Stacja 16 - komiks, który czyta się jednym tchem i jednak trochę zbyt szybko
I chociaż można spodziewać się zakończenia komiksu to wcale nie jestem rozczarowany
Co do samego wydania nie wiem co się stało ale papier jest wręcz koszmarny!...niby kreda a strasznie miękki i dziwnie się przerzuca strony. przy takim formacie fajniejszy byłby sztywniejszy papier ale coś widzę, że mocno chcieli zejść z ceną.
Co do edycji komiksów z nazwiskiem
Hermann na okładce to WK nie ma chyba szczęścia.
Wieże mają albo nierówne nadruki na grzbietach albo sam grzbiet jest wygięty w stosunku do okładki (nie jest zachowany kąt 90st.). Przy
Stacji 16 mam podobnie: grzbiet przekrzywiony i co ciekawe - tylna część okładki jest większa (i nie symetryczna) w stosunku do jej przedniej części.

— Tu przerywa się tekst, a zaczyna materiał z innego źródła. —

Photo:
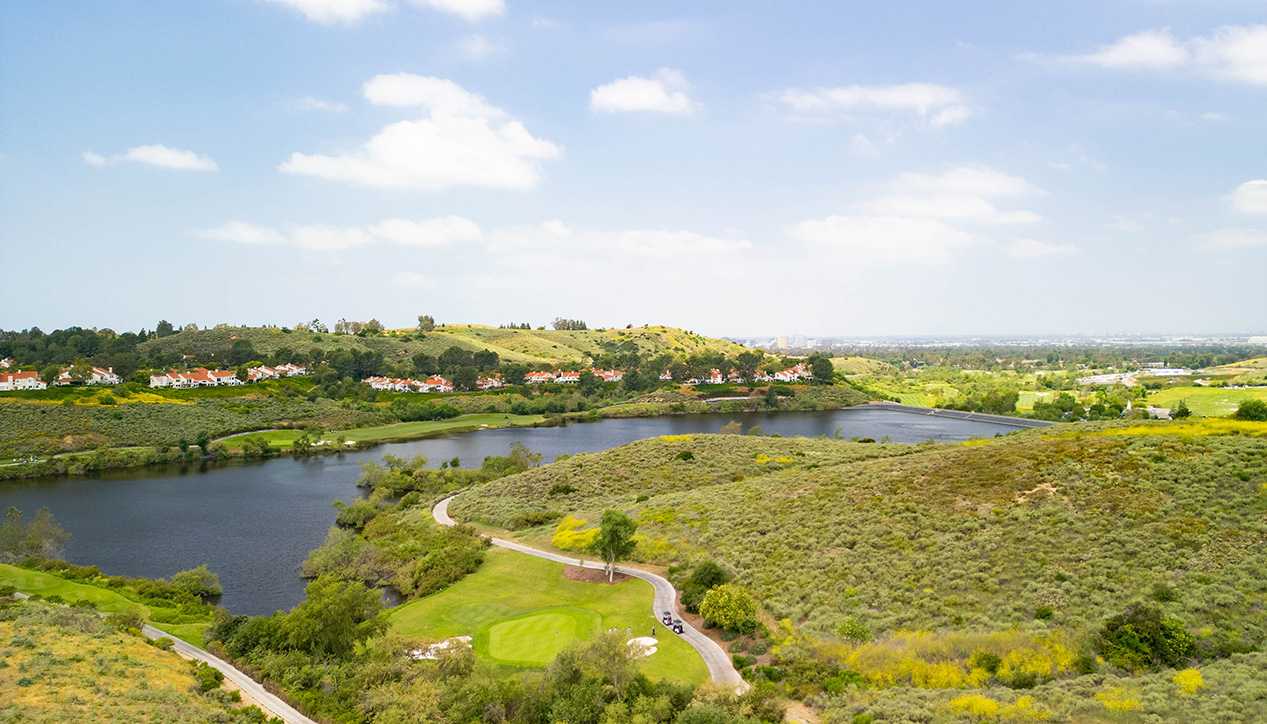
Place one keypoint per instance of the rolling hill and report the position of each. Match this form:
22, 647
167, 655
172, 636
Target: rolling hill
512, 345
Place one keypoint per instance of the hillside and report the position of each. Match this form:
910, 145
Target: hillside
69, 666
907, 564
511, 345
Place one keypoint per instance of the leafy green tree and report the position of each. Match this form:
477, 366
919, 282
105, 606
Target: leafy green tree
588, 383
615, 540
465, 378
824, 372
50, 374
425, 364
198, 582
730, 607
1253, 410
81, 372
241, 351
333, 616
1140, 638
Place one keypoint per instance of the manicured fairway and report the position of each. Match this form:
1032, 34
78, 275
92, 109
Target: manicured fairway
428, 426
522, 611
42, 583
1209, 401
285, 439
535, 639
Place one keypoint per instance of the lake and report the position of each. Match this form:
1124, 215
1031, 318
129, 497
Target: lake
255, 523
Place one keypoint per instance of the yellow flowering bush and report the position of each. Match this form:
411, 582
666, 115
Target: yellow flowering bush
1189, 680
569, 536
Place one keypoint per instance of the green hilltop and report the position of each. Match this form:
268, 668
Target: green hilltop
528, 346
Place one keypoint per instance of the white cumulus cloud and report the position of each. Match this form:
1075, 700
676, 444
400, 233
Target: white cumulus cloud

Papier rzeczywiście też mógłby być o większej gramaturze (coś jak ma
Blacksad), bo przy tej wielkości albumu naprawdę słabo się te kartki przerzuca.
Wiem, nic wielkiego i się czepiam, ale jednak fajnie by było jakby i te komiksy były wydawane z precyzją i jakością jaką ma np.
Kot Rabina.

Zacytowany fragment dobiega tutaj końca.